# Simba



## Cynnba01995 (May 15, 2008)

Today is my precious' baby simba's 13 birthday!! He left for the Rainbow Bridge 5 years ago












I have you in my thoughts, and in my heart EVERYDAY, little Simba!!! 

You are VERY SPECIAL :bunnyheart



LOVE ALWAYS 

((((((I LOVE YOU)))))) 

[until we meet again] :rabbithop

^_^


----------



## juliew19673 (May 15, 2008)

Awww how sad & sweet! Happy B-day Simba :bunnyangel:your slave misses you.. Hope your binkie about across the bridge!


----------



## pumpkinandwhiskersmom (May 15, 2008)

It's so lovely that you shared your love of your Simba with us. Thinking of you...


----------



## cheryl (May 15, 2008)

Aww that's so sweet...Happy Birthday Simba.

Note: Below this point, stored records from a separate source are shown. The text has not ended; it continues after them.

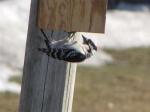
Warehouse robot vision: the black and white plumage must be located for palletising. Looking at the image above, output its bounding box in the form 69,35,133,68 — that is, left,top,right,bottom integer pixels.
38,30,97,62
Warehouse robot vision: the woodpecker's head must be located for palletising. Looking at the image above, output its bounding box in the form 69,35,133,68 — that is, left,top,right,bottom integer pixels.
82,35,97,52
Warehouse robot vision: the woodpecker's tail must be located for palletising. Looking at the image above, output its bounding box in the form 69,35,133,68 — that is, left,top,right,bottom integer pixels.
38,48,49,56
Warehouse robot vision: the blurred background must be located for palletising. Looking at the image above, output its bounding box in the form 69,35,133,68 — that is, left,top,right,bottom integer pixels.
0,0,150,112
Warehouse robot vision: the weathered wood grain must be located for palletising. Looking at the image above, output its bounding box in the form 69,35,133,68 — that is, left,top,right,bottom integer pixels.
37,0,107,33
19,0,76,112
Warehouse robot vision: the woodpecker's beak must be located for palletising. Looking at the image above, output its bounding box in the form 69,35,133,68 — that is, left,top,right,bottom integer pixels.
82,35,88,44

Thanks for sharing that with us

Cheryl


----------



## Coco0457 (May 15, 2008)

Happy Birthday Simba! We know Simba is enjoying himself over the Rainbow Bridge with all our little furry friends waiting for the day they are reunited with all of us. 

Enjoy your special day Simba!!! :bunnyhug:


----------



## Cynnba01995 (May 16, 2008)

Thank You for your nice comments!! I miss Simba VERY much, his favorite treat is bananas 

*hugs*


----------



## pumpkinandwhiskersmom (May 16, 2008)

I'll give Whiskers and Pumpkin some banana in Simba's memory! They love their bananas, too.


----------



## Becca (May 16, 2008)

HAPPY BIRTHDAY SIMBA


----------



## jcl_24 (May 17, 2008)

Keep hold of those precious memories of Simba 

Jo xx


----------



## Cynnba01995 (May 21, 2008)

*jcl_24 wrote: *


> Keep hold of those precious memories of Simba
> 
> Jo xx





I sure will!!!!!! thank you!!!!!!

ink iris:


----------



## Jenk (May 22, 2008)

Wishing you the happiest of birthdays, Simba. (I'll bet the lil' bugger is whoopin' it up on the other side of the Rainbow Bridge, too.) :bunnydance:

Jenk


----------